North Korea threatens to obliterate US military bases in Japan with ‘radioactive mushroom clouds’
Kim Jong-un's regime also referenced America's devastating atomic bomb strikes on Japan during WW2 in chilling warning
NORTH Korea has threatened to destroy US military bases in Japan leaving them "under radioactive clouds" if nuclear war breaks out.
The crackpot communist country issued the warning in its state-run newspaper Rodong Sinmun as tensions continue to rise on the Korean peninsula.
Dictator Kim Jong-un’s maniacal regime also referred to America’s atomic bomb strikes in Hiroshima and Nagasaki during World War II in the chilling article.
This comes as Japan is considering whether to change its anti-war constitution, which means it cannot pre-emptively strike another country, as North Korea prepares to carry out another nuclear test.
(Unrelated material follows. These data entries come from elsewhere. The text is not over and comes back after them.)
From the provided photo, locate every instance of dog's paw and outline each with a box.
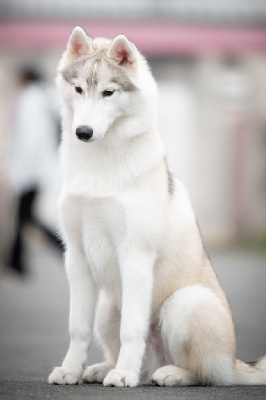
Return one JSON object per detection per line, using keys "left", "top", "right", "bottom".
{"left": 82, "top": 362, "right": 114, "bottom": 383}
{"left": 152, "top": 365, "right": 183, "bottom": 386}
{"left": 152, "top": 365, "right": 196, "bottom": 386}
{"left": 48, "top": 366, "right": 80, "bottom": 385}
{"left": 103, "top": 368, "right": 138, "bottom": 387}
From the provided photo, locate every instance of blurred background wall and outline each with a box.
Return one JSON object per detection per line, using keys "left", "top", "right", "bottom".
{"left": 0, "top": 0, "right": 266, "bottom": 251}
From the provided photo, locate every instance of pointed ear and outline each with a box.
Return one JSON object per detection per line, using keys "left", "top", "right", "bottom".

The newspaper article warned that Japan “knows better than others how terrible the nuclear disaster is.”
It said: “In case of a nuclear war on the peninsula, Japan - that houses logistic bases, launching bases and sortie bases of the US forces - will be put under radioactive clouds before any country.
"If Japan is truly concerned about its interests, it has to make due efforts for the peaceful settlement of the Korean peninsula issue.
"As the first country in the world that suffered A-bomb disaster, Japan knows better than others how terrible the nuclear disaster is.
"The Japanese authorities should behave with discretion, clearly understanding that it is Japan which will be affected most once a war breaks out on the peninsula."
Tensions have reached boiling point on the troubled peninsula with despot Kim carrying out a series of ballistic missile tests - all of which failed spectacularly on launch.
And with the dictator threatening to carry yet another nuclear test, US President Donald Trump has sent a military strike group, headed by aircraft carrier the USS Carl Vinson, to the region.
Kim has blasted Trump's "hostile" behaviour towards his regime since taking office and has vowed to continue his country's controversial nuclear programme.
In the newspaper article, a spokesman for the Foreign Ministry of the Democratic People's Republic of Korea (DPRK) insisted the hermit kingdom will not be bullied by US aggression.
He said: "The DPRK is fully ready to respond to any option taken by the US, and unless it withdraws its hideous hostile policy toward the DPRK and nuclear threat and blackmail, the DPRK will continue to bolster its military capabilities for self-defence and preemptive nuclear attack with the nuclear force as a pivot."